Censées répondre à un besoin conjoncturel, elles n'avaient pas vocation à se pérenniser. Vingt-trois ans après la création des premières d'entre elles, 400 missions locales - et une centaine de permanences d'accueil, d'information et d'orientation appelées à s'intégrer à leur réseau - maillent le territoire, aussi durablement inscrites dans le paysage que les difficultés d'insertion sociale et professionnelle des jeunes de 16 à 25 ans qu'elles sont chargées d'accompagner. De fait, entre le système de formation initiale et l'emploi, « l'insertion s'est insérée » comme un fait permanent pour une fraction importante de la jeunesse, soulignent Michel Abhervé, vice-président de l'Union nationale des missions locales et Philippe Labbé, sociologue, consultant et fin connaisseur du secteur ( auquel il a déjà consacré deux ouvrages, voir ASH n° 2322 du 29-08-03 et 2365 du 25-06-04). Au fil du temps, les missions locales se sont professionnalisées, et leurs praticiens ont construit, dans l'action, des expertises et des savoir-faire originaux. Combinant « l'intuition, la ruse, le bricolage, le flair » et des connaissances plus académiques, une « intelligence pratique » a ainsi été développée.
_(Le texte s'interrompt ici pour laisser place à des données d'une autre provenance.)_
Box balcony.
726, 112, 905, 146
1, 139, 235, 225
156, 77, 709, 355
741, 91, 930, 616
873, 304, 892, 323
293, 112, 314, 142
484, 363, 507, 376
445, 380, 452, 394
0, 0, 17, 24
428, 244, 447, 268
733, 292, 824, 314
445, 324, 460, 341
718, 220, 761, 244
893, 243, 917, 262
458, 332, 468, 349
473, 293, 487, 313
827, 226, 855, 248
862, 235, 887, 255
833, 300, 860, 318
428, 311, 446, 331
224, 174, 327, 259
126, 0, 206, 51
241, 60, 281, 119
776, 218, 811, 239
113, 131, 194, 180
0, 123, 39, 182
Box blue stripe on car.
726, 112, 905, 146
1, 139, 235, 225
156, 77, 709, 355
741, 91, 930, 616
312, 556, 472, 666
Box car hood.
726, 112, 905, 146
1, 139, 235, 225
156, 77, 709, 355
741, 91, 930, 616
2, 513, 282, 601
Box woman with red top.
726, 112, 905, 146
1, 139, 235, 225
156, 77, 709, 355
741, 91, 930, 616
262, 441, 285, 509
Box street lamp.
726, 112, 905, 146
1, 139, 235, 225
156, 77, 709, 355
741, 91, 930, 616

Traçant leur chemin entre impératif économique et ambition sociale, réalisme pragmatique et visée émancipatrice, commande publique et logique pédagogique, les missions locales s'efforcent d'articuler les priorités sans cesser d'innover. Les auteurs les y incitent également, en dégageant plusieurs pistes d'amélioration. Ainsi, les professionnels des missions locales ne devraient pas se contenter d'attendre le « chaland-employeur », mais « engager de façon plus volontariste des actions en direction des entreprises » et exploiter toutes les ressources du marché de l'emploi. En outre, en interne, ils pourraient se montrer plus entreprenants et servir leur objectif de socialisation des jeunes en développant des instances de participation - comme les comités d'usagers qui existent déjà dans un certain nombre de structures.
L'exercice de la citoyenneté au sein des missions n'a rien d'un luxe qu'il faudrait reléguer derrière la résolution des problèmes pratico-pratiques des jeunes, estiment Philippe Labbé et Michel Abhervé. « Si tel était le cas, l'approche globale, concept central des missions locales, ainsi que l'utopie qui a permis que celles-ci s'installent et se développent malgré un système plus sectoriel que transversal, seraient sérieusement ébranlées ».
L'insertion professionnelle et sociale des jeunes ou l'intelligence pratique des missions locales - Philippe Labbé (dir.) et Michel Abhervé - Ed. Apogée -14 €.